Example: Seth. Now on first glance, you would think he "objectifies" women...but actually, he seems to be trying to grow into an adult who can "get with the ladies". Yes, he does do childish things in the cooking class with Jules, but that seems more like nervousness at the good fortune of getting to be her partner. He observes girls (no, not stalks...observes) because, like almost any teenage guy in history...he feels he needs to figure them out. Unlike the other two however, Jules seems prefer him "as is" without all the posture.
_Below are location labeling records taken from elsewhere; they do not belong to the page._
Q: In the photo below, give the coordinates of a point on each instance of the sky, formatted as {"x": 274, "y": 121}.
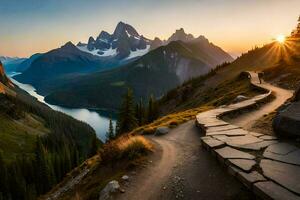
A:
{"x": 37, "y": 26}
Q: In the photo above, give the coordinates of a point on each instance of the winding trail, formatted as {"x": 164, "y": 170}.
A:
{"x": 181, "y": 169}
{"x": 246, "y": 120}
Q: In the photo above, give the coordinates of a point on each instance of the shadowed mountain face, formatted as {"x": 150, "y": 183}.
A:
{"x": 3, "y": 78}
{"x": 84, "y": 72}
{"x": 59, "y": 62}
{"x": 125, "y": 42}
{"x": 154, "y": 73}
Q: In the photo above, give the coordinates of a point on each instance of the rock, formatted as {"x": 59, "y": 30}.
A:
{"x": 268, "y": 137}
{"x": 241, "y": 140}
{"x": 284, "y": 153}
{"x": 228, "y": 152}
{"x": 255, "y": 146}
{"x": 221, "y": 128}
{"x": 281, "y": 148}
{"x": 285, "y": 174}
{"x": 233, "y": 132}
{"x": 109, "y": 189}
{"x": 240, "y": 98}
{"x": 161, "y": 131}
{"x": 243, "y": 164}
{"x": 125, "y": 178}
{"x": 249, "y": 178}
{"x": 212, "y": 143}
{"x": 287, "y": 122}
{"x": 270, "y": 190}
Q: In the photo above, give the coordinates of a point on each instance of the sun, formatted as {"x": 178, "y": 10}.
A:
{"x": 280, "y": 38}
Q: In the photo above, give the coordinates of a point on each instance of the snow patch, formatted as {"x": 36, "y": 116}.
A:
{"x": 95, "y": 52}
{"x": 138, "y": 52}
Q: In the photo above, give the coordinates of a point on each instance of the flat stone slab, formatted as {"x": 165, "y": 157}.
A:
{"x": 281, "y": 148}
{"x": 284, "y": 174}
{"x": 255, "y": 146}
{"x": 212, "y": 143}
{"x": 241, "y": 140}
{"x": 292, "y": 157}
{"x": 233, "y": 132}
{"x": 268, "y": 137}
{"x": 249, "y": 178}
{"x": 228, "y": 152}
{"x": 220, "y": 123}
{"x": 270, "y": 190}
{"x": 221, "y": 128}
{"x": 255, "y": 134}
{"x": 243, "y": 164}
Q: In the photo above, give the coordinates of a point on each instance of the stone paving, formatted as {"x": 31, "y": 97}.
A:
{"x": 267, "y": 166}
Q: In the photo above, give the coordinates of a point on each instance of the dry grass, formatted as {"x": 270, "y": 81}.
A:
{"x": 128, "y": 143}
{"x": 171, "y": 120}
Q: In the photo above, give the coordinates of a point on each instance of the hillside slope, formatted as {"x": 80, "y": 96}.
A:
{"x": 279, "y": 62}
{"x": 38, "y": 146}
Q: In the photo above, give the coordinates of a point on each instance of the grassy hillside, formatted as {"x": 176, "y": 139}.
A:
{"x": 280, "y": 62}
In the end, the males in the film seemed to go over the top trying to please these princesses they put on a pedestal, only to find out (like all men do) that it's the females who "objectify" men, in the sense of thinking that whose ever nearby when they are drunk "will do for now".

Julie Gray said...

John, I really appreciate your perspective and point of view. Isn't it interesting how although we watch the same movie, we so often don't watch the same movie at all? Be well and cupcake for you!

Sam said...

My partner warned me not to bother paying to watch this film. But I didn't listen to him as we have different taste in films and particularly in comedy films. But I wished I'd listened to him! Superbad is just not funny. It has its moments but I really expected to laugh given this bunch's previous films. I didn't. The misogynistic tone also didn't sit well with me.

I'm glad I'm not the only one that felt like this (not that it would change my opinion even if I was the only one in the entire world that voiced this opinion).
Superbad - Superdud.

Noelle said...

I finally had a chance to sit down and watch this movie and was also disappointed. My biggest problem was that I just couldn't stand Jonah Hill's character. He was a loud, obnoxious, selfish, perverted beast - and then he got the pretty girl in the end? Please! He wasn't even funny. I did like Christopher Mintz-Plasse - the whole McLovin thing with the cops was hilarious.

Cindy said...

I've heard a lot of mysogynistic comments in comedy movies (and in real life) over the years, so that wasn't really what bothered me about Superbad. I just didn't find the movie to be funny at all. Not once did I laugh. I am in awe at how this movie garnered such a high score on IMDB and other sites. Honestly, I'd rather watch a stupid film by Jason Friedberg and Aaron Seltzer than this piece of shit called Superbad. Even Scary Movie and all though shitty parody comedy movies were 1000x more funny than Superbad.